Roucek: Ich glaube auch, dass das Gericht schnell entscheiden wird. Die Frage ist, ob schon heute. Aber wenn nicht heute, dann meiner Meinung nach innerhalb von einigen Tagen.
Barenberg: Präsident Vaclav Klaus ist ein erklärter Gegner des Vertrages und dies nicht erst seit gestern. Er unterstützt auch die Klage der 17 Senatoren, über die heute verhandelt wird. Zuletzt hat er allerdings ein ums andere Mal signalisiert, seine Unterschrift unter den EU-Reformvertrag zu setzen. Hat er seinen Kurs des Widerstands endgültig aufgegeben?
Roucek: Das ist eine gute und sehr wichtige Frage. Die Antwort kennt außer Herrn Klaus niemand. Aber meiner Meinung nach ist er kein Selbstmörder. Das heißt meiner Meinung nach, er ist sich der Tatsache bewusst, dass jetzt alles von ihm abhängt, wenn er nicht unterzeichnet, wenn er nicht unterschreibt. Die tschechische Republik ist eine parlamentarische Demokratie, es ist kein autoritärer Staat oder Königreich ohne Verfassung. In der parlamentarischen Demokratie haben beide Kammern mit einer klaren, verfassungskonformen Mehrheit ja gesagt. Es ist die Pflicht des Präsidenten, zu unterschreiben.
Barenberg: Wer steht hinter Vaclav Klaus und den kritischen Stimmen zu dem EU-Reformvertrag?
Roucek: Wie Sie schon angedeutet haben, ein paar Senatoren, 95 Prozent der Senatoren der bürgerlich-demokratischen Partei.

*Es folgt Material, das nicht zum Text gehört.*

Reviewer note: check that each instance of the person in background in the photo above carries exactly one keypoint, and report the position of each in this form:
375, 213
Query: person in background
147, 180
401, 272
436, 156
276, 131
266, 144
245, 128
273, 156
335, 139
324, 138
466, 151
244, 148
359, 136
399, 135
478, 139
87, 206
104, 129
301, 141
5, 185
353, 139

Die Mehrheit der tschechischen Bevölkerung – das konnte man nicht nur im Parlament sehen, sondern auch nach den Meinungsumfragen – steht hinter Europa, steht hinter dem Lissaboner Vertrag und will auch gleiche Rechte wie die Deutschen, Österreich oder die Slowaken haben, also den Lissaboner Vertrag und auch die Charta der Grundrechte.
Barenberg: Nun hat, Herr Roucek, Präsident Klaus in letzter Minute eine weitere Hürde aufgebaut. Er will erreichen, dass die Grundrechte-Charta der EU als Teil des Lissabon-Vertrages für Tschechien ausgesetzt wird. Hintergrund ist die Befürchtung, die nach dem Zweiten Weltkrieg vertriebenen Sudetendeutschen könnten Rückgabeansprüche stellen. Teilen Sie in irgendeiner Form diese Sorge?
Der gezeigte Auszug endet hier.